Treatment is aimed at decreasing absorption of ethylene glycol, using an ADH inhibitor or using a competitive substrate to the ethylene glycol.  When the poisoning is caught 1-2 hours after ingestion the affected pet should be induced to vomit followed by the administration of activated charcoal to prevent further absorption of the ethylene glycol.   Once absorption of ethylene glycol has occurred, fomepizole (4- Methyl-1H-pyrazole) has become the preferred antidote in dogs and more recently cats.  When administered 3 hours or less following ingestion fomepizole is an inhibitor of ADH enzyme used to metabolize ethylene glycol to its more toxic metabolites.  Fomepizole causes 90% of the ethylene glycol to be excreted in the urine unmetabolized. The intravenous administration of ethanol, as a competitive substrate to the ethylene glycol, is another commonly used often less costly treatment, with 80% of the ethylene glycol being excreted unmetabolized when treatment was begun in the same time frame.  Ethanol treated dogs will be depressed and recumbent  for 36 to 72 hours while the fomepizole treated dogs will be clinically normal 24 hours after treatment.


In cats, fomepizole is less effective than in the dog necessitating higher doses and an increased incidence of side effects.  Until recently, ethanol was the treatment of choice in the cat and some veterinarians may still prefer its use to that of fomepizole.  The metabolic acidosis may be corrected by the administration of sodium bicarbonate.


The metabolism of glyoxylic acid to nontoxic end products may be enhanced by the use of thiamine and pyridoxine.  Fluid therapy is used to correct the dehydration and promote kidney diuresis.

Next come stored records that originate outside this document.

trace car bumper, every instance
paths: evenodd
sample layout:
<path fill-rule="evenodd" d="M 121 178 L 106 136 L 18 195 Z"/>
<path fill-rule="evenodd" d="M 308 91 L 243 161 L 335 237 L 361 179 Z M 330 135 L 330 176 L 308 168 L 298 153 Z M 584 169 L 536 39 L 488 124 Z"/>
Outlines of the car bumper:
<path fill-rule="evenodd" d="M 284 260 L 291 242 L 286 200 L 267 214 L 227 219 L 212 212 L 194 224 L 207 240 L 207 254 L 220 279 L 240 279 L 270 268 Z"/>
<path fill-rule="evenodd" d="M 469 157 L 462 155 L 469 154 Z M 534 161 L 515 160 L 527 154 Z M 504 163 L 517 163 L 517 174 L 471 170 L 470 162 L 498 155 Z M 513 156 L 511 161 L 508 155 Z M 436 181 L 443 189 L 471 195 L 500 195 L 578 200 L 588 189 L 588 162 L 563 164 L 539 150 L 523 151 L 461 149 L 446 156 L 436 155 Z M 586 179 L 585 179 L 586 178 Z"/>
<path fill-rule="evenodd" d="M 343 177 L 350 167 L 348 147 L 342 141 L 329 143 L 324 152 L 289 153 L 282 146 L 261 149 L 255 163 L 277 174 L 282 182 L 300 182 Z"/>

In pets were oliguric acute renal failure (urine is no longer being produced) is already present, the administration of fomepizole or alcohol is of little benefit, and the prognosis is poor.  Renal tubular damage may be reversible but recovery may require weeks to months of intensive treatment.  Peritoneal or hemodialysis may be helpful.  Renal transplantation has had a variable success rate and central nervous system disorders such as seizures are a common and often fatal complication of severe cases.


Antifreeze poisoning may be prevented by making sure products containing ethylene glycol are stored out of the reach of pets in adequately sealed preferably child-proof containers and when product is replaced, it is disposed of properly.  This toxicosis is much easier and cheaper to prevent than it is to cure.








Gupta, Ramesh.  Veterinary Toxicology.  Elsevier. Amsterdam 2007. p.605.


Kahn, Cynthia Editor.  The Merck Veterinary Manual. 9th Edition.  2005.  Pp. 2357-2359.


Macintire, Douglass DVM, and Kenneth Drobatz DVM. Manual of Small Animal Emergency and Critical Care Medicine.  Lippincott Williams & Wilkins. P. 398-401.


Peterson, Michael DVM and Patricia Talcott DVM.  Small Animal Toxicology. Saunders Co. Pp. 702-726.